The two women are angry that the IOC did not schedule a moment of silence at the London Games' opening ceremony in memory of those slain in the terror attack 40 years ago.
In a memorial service held in London's Guild Hall on Monday night, Ankie Spitzer, whose husband Andre Spitzer, a fencing coach, was one of 11 Israeli athletes killed in the attack, accused the IOC of being interested in "power, money and politics," the Times of Israel reported Tuesday.
"Sometimes I wonder if I'm the only person left who still believes in Olympic ideals. ... . Is the IOC only interested in power, money and politics? Shame on you, IOC."
Ilana Romano, widow of weightlifter Yossef Romano, told IOC President Jacques Rogge, who was present at the ceremony: "Today, you submitted to terrorism. You will be written down on the pages of history as a former athlete who became a president who violated the Olympic charter that calls for brotherhood, friendship and peace."
Rogge, quoted in the Times of Israel, said, "We are all here today because we share the duty of remembering the victims and to make sure the lessons of 1972 are never forgotten."
Leading up to the London Olympics, the widows campaigned to hold a minute of silence at the opening ceremony.
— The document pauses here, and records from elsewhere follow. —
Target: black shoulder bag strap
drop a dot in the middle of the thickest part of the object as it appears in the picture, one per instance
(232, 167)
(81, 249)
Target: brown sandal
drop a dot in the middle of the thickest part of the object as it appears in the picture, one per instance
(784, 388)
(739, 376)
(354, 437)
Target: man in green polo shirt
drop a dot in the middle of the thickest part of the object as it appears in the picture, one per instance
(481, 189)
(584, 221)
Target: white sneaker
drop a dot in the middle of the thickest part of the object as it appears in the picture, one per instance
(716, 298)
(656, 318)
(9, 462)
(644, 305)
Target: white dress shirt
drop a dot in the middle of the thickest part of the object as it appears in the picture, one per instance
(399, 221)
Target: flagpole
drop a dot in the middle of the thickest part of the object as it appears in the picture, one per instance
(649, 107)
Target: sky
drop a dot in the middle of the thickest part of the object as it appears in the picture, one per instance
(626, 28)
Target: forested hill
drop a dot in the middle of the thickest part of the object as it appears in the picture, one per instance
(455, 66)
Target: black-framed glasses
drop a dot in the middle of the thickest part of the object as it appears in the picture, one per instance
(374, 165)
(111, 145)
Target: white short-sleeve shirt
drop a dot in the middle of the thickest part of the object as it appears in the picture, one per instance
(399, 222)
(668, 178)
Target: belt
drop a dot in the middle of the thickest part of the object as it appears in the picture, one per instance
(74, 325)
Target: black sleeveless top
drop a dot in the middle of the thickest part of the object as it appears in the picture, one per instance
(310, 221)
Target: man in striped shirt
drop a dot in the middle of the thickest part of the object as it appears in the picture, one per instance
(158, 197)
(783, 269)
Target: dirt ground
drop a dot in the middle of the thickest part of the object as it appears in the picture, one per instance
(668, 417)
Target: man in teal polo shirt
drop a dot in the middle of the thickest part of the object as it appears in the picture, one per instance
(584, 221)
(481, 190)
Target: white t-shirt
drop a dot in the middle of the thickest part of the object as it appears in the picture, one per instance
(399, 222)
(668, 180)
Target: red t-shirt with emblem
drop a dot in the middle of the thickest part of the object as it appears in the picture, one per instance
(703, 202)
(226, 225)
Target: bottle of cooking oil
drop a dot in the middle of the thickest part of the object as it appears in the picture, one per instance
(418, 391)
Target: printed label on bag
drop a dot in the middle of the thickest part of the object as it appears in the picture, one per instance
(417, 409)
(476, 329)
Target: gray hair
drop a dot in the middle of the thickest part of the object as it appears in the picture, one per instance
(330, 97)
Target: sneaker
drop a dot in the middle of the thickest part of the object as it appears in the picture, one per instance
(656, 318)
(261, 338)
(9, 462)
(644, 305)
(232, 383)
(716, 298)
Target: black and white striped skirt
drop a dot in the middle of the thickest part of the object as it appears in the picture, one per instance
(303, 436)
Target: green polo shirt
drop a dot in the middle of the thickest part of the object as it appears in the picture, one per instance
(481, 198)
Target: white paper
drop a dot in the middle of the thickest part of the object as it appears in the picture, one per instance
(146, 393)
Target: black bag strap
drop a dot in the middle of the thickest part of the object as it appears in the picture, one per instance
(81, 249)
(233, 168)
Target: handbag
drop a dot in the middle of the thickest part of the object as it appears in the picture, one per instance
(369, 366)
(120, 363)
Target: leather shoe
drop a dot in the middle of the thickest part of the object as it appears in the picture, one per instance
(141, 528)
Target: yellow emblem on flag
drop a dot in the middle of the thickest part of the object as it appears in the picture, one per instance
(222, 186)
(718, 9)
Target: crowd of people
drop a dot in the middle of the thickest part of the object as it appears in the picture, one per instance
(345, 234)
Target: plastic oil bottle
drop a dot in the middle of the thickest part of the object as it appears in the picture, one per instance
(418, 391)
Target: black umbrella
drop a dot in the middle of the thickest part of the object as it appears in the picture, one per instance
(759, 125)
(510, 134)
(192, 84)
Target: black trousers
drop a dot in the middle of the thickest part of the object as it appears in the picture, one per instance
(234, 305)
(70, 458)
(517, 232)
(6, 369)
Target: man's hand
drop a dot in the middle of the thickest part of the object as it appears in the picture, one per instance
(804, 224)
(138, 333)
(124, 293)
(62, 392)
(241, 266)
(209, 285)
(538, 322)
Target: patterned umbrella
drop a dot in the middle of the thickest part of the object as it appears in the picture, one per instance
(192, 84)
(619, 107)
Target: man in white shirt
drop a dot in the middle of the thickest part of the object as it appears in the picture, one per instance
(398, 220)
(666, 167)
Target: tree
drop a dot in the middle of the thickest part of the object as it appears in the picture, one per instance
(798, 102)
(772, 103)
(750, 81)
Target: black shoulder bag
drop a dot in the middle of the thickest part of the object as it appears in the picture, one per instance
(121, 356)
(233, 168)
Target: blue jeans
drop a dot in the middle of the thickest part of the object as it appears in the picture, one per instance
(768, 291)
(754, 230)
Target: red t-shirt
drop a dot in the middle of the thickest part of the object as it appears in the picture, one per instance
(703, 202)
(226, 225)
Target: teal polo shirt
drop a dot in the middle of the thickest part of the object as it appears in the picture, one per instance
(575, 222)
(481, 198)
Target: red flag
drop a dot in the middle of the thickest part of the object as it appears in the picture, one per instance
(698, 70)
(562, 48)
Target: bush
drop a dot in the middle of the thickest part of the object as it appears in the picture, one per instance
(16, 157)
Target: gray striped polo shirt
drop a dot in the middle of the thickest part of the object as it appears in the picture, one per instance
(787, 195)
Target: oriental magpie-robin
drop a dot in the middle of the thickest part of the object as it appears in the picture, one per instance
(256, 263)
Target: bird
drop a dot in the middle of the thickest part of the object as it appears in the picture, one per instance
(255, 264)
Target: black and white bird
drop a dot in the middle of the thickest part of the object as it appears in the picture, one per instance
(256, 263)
About 111,000 people signed a petition and U.S. President Barack Obama also expressed support, the Times said. Rogge and the IOC turned down their request.
Monday's memorial ceremony was organized by the National Olympic Committee of Israel, the Jewish Committee for the London Games and the Israeli Embassy in London. Among those attending were British Prime Minister David Cameron, London Mayor Boris Johnson, Israeli Minister of Culture and Sport Limor Livnat, German Foreign Minister Guido Westerwelle and Rogge, the Times said.